Constraint Programming Notes

Constraint Programming: Systematic Search for Constraint Satisfaction Problems

Learning Objectives

  • Understand systematic search for constraint satisfaction problems.
  • Understand the applications of constraint satisfaction problems in manufacturing.

Constraint Satisfaction Problems (CSPs)

  • CSPs are satisfaction problems where the primary task is to find a feasible solution.
  • A feasible solution is one that satisfies all given constraints.

Local Search vs.
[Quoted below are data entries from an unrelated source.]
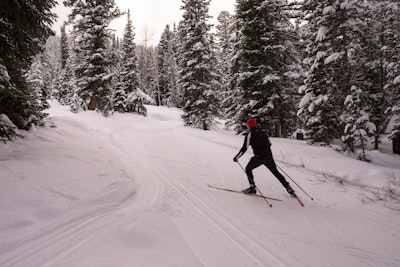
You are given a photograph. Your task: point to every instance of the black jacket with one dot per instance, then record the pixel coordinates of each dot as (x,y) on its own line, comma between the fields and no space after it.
(259,141)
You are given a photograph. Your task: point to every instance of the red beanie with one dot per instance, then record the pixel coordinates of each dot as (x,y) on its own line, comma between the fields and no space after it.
(251,122)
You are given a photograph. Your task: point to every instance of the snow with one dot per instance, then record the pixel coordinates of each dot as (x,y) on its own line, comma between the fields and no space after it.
(129,190)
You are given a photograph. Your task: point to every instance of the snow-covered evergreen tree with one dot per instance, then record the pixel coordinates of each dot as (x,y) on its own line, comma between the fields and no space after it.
(64,48)
(90,20)
(24,29)
(198,77)
(334,30)
(358,125)
(127,97)
(224,39)
(168,93)
(36,79)
(264,53)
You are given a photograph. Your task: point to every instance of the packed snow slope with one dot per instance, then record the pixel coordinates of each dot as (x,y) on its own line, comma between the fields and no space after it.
(132,191)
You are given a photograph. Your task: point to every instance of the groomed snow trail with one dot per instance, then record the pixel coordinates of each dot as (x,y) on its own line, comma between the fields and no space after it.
(158,211)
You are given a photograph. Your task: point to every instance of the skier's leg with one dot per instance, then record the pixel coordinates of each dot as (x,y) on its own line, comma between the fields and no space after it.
(253,163)
(272,167)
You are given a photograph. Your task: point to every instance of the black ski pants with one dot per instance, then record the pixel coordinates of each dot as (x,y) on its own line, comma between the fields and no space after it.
(270,164)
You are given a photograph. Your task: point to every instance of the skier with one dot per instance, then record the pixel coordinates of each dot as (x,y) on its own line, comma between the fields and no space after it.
(260,143)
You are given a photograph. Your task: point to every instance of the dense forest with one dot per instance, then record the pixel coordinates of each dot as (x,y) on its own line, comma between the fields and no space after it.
(326,68)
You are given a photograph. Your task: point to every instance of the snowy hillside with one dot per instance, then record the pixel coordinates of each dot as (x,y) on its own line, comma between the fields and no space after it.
(132,191)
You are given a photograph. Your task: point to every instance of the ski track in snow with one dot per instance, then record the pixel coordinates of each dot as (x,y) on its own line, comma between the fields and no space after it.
(167,180)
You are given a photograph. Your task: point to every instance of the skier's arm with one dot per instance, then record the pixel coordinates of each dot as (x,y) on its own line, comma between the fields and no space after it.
(243,150)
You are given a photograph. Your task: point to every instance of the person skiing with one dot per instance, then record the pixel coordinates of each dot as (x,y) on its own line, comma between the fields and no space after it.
(260,143)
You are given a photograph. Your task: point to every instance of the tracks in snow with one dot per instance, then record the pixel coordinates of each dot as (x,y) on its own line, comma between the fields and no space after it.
(190,212)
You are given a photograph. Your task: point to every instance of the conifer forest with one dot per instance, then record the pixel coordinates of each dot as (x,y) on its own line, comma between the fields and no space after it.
(328,69)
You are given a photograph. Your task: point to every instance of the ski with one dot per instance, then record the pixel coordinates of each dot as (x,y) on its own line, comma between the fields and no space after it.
(237,191)
(298,199)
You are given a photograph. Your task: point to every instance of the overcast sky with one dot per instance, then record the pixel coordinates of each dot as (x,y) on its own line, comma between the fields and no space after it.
(152,15)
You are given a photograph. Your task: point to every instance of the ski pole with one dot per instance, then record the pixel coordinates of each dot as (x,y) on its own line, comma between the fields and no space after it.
(269,204)
(295,183)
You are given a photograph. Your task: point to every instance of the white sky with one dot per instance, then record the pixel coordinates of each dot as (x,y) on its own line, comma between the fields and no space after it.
(150,16)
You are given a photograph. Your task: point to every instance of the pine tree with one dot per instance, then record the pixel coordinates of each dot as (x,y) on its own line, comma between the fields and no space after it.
(168,93)
(24,29)
(332,43)
(198,77)
(358,126)
(128,98)
(64,47)
(90,20)
(224,53)
(264,53)
(36,80)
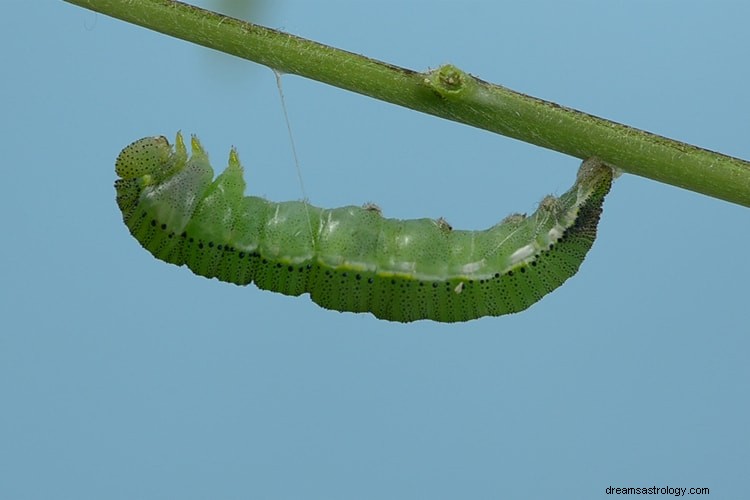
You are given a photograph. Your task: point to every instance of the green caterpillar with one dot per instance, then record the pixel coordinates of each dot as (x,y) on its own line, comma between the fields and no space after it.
(351,258)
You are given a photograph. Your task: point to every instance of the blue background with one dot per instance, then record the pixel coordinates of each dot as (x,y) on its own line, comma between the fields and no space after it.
(123,377)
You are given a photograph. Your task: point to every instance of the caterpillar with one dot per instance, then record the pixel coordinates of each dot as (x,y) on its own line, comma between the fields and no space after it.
(351,258)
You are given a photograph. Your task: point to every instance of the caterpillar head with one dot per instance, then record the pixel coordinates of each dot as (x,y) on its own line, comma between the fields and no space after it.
(151,159)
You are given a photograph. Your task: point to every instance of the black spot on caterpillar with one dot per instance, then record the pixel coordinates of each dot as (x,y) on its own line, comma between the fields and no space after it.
(352,258)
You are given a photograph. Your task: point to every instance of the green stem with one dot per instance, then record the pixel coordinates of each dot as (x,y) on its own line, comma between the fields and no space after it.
(449,93)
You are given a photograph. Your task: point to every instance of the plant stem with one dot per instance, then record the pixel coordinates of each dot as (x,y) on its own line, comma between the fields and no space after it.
(448,93)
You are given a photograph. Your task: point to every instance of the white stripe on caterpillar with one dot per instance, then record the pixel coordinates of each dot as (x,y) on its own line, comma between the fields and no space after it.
(355,259)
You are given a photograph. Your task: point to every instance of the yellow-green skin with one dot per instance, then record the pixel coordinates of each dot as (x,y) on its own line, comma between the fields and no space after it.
(351,258)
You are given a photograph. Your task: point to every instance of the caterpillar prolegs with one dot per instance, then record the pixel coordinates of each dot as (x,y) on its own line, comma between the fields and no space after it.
(351,258)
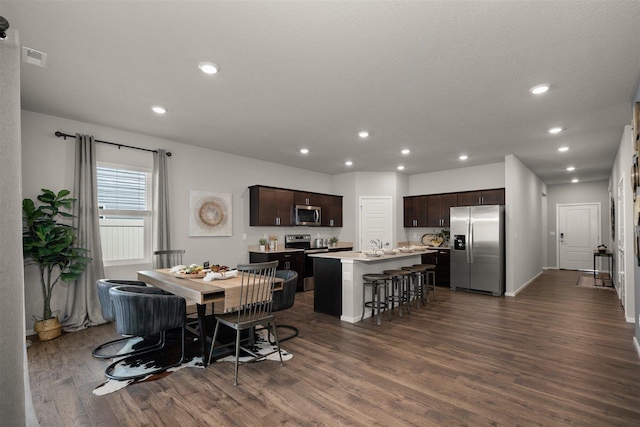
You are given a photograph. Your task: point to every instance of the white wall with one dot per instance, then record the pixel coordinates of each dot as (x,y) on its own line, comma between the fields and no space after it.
(48,163)
(588,192)
(620,170)
(453,180)
(523,237)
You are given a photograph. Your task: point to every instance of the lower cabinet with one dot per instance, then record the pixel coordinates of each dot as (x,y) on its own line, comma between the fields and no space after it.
(327,296)
(441,261)
(293,260)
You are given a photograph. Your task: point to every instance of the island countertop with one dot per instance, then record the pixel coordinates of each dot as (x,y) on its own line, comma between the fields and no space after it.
(351,256)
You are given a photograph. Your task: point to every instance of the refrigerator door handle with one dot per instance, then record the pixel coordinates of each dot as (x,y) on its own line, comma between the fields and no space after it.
(470,243)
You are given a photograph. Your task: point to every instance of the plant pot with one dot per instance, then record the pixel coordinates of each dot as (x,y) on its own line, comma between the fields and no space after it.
(48,329)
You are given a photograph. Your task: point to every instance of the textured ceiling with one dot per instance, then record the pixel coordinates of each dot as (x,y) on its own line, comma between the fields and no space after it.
(441,78)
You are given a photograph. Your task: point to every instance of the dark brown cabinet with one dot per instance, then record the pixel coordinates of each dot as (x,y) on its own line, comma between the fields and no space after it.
(438,209)
(270,206)
(290,260)
(433,210)
(483,197)
(308,199)
(441,260)
(416,211)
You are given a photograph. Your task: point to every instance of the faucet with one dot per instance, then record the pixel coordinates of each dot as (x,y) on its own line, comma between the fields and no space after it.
(378,243)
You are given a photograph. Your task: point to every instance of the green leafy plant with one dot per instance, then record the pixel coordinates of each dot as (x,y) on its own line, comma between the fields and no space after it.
(50,244)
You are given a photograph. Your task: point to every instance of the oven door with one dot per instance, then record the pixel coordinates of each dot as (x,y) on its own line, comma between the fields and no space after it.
(309,280)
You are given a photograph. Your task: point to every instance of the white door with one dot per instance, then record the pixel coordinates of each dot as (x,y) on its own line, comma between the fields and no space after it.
(579,235)
(376,221)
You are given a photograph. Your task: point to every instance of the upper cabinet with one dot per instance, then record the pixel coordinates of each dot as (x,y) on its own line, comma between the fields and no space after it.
(483,197)
(270,206)
(331,215)
(433,210)
(438,206)
(415,211)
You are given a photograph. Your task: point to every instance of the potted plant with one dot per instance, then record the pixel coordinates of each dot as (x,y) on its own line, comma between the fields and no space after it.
(52,246)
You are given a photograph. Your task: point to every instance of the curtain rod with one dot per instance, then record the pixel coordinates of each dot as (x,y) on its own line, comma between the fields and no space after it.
(65,135)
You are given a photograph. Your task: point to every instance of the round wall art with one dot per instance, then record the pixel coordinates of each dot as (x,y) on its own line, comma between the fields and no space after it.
(209,213)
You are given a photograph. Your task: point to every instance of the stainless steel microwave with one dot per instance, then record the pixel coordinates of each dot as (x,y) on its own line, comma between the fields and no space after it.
(307,215)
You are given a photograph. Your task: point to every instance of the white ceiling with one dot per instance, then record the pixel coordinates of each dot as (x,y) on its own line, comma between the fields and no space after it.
(441,78)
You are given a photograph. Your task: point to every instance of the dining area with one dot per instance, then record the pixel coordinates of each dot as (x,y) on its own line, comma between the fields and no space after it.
(219,313)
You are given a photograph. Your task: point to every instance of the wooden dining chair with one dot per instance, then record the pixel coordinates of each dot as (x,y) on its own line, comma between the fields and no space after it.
(256,298)
(168,258)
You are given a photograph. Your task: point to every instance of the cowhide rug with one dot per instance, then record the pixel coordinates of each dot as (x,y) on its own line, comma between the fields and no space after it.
(171,353)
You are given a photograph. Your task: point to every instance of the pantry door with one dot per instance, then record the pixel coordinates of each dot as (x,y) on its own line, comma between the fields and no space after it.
(578,235)
(376,221)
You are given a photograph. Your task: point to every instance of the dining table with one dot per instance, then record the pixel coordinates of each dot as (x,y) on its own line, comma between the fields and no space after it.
(222,294)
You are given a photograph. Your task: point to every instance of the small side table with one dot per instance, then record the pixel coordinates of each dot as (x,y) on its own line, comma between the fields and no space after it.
(606,254)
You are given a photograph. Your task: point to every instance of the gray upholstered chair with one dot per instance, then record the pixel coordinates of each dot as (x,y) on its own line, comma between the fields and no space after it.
(146,311)
(284,299)
(168,258)
(108,314)
(256,298)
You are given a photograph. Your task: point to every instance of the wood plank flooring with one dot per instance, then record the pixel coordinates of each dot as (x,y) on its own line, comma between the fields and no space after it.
(553,355)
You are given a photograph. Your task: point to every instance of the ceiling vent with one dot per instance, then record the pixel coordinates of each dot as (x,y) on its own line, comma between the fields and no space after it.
(32,56)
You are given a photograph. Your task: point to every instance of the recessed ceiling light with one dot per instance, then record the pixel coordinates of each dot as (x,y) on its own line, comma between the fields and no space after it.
(208,67)
(539,89)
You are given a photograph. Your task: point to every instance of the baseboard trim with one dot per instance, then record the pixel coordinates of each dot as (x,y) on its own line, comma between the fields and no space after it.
(513,294)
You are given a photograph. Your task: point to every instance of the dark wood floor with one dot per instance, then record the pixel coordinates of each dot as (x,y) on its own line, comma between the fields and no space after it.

Systematic Search

  • Local Search:
    • Advantage: Often finds a feasible solution quickly.
    • Disadvantage: May not detect if no feasible solution exists unless run with restarts for a long time.
    • Dilemma: Difficult to determine when to stop searching if a solution isn't immediately found.
  • Systematic Search:
    • Enumerates all possible solutions and checks each one for feasibility.
    • Stops upon finding a feasible solution or after exhausting all possibilities.
    • Can definitively determine if no feasible solution exists (assuming a finite number of solutions).
    • Disadvantage: Can have long run times due to the typically large number of solutions.
  • Applies to both satisfaction and optimization problems.

Advantages of Systematic Search

  • Clear termination criterion: either finds a solution or proves none exists.

Map Coloring Problem Example

  • Given: A country divided into states (e.g., X, Y, Z).
  • Goal: Assign a color to each state such that neighboring states (sharing a non-point border) have different colors.

Modeling as a CSP

  • Variables: Each state is represented by a variable (e.g., X, Y, Z).
  • Domain: The set of possible colors for each variable (e.g., two colors: red and green).
  • Constraints: Neighboring states must have different colors (variables representing neighboring states must have different values).
  • Example: A map coloring problem may have no feasible solution with only two colors.

Systematic Search Approach

  • Enumerate all possible solutions (complete assignments of values to variables).
  • Build a tree to systematically generate all solutions.
    • Start with an empty assignment at the root.
    • At each node, select an unassigned variable and enumerate all possible values for it, creating child nodes for each assignment.
    • Continue until all variables are assigned (leaf nodes represent complete solutions).

Tree Traversal and Solution Checking

  • Traverse the tree using a depth-first search.
  • At each leaf node (complete assignment), check if the solution is feasible (satisfies all constraints).
    • If feasible, output the solution and stop (if only one solution is needed).
    • If no feasible solution is found after traversing the entire tree, declare that no solution exists.

Choices in Tree Generation

  • Variable Selection:
    • At each node, choose which unassigned variable to assign a value to next.
    • Different choices can significantly impact the efficiency of the search.
    • Good Rule: Choose the variable with the smallest number of possible values.
    • If multiple variables have the same smallest number of values, choose the one involved in the largest number of constraints with other unassigned variables.
  • Value Ordering:
    • Once a variable is chosen, decide the order in which to enumerate its possible values.
    • Good Rule: Choose the value that rules out the fewest values for the variables that the chosen variable has constraints with and that does not make the constraint satisfaction problem unsolvable.
    • Consider the impact on neighboring variables (variables with constraints).
    • Example: If assigning red to X rules out red for both Y and Z, evaluate this choice based on the overall impact.

Applications in Manufacturing

  • Design:
    • Constraint satisfaction problems are used in design processes to manage design constraints.
    • Example: Trade-offs in product design (e.g., enhancing a product in only one of two possible ways due to cost constraints).
    • Applications: Eco-design of a hybrid passenger ferry, design of gear wheels.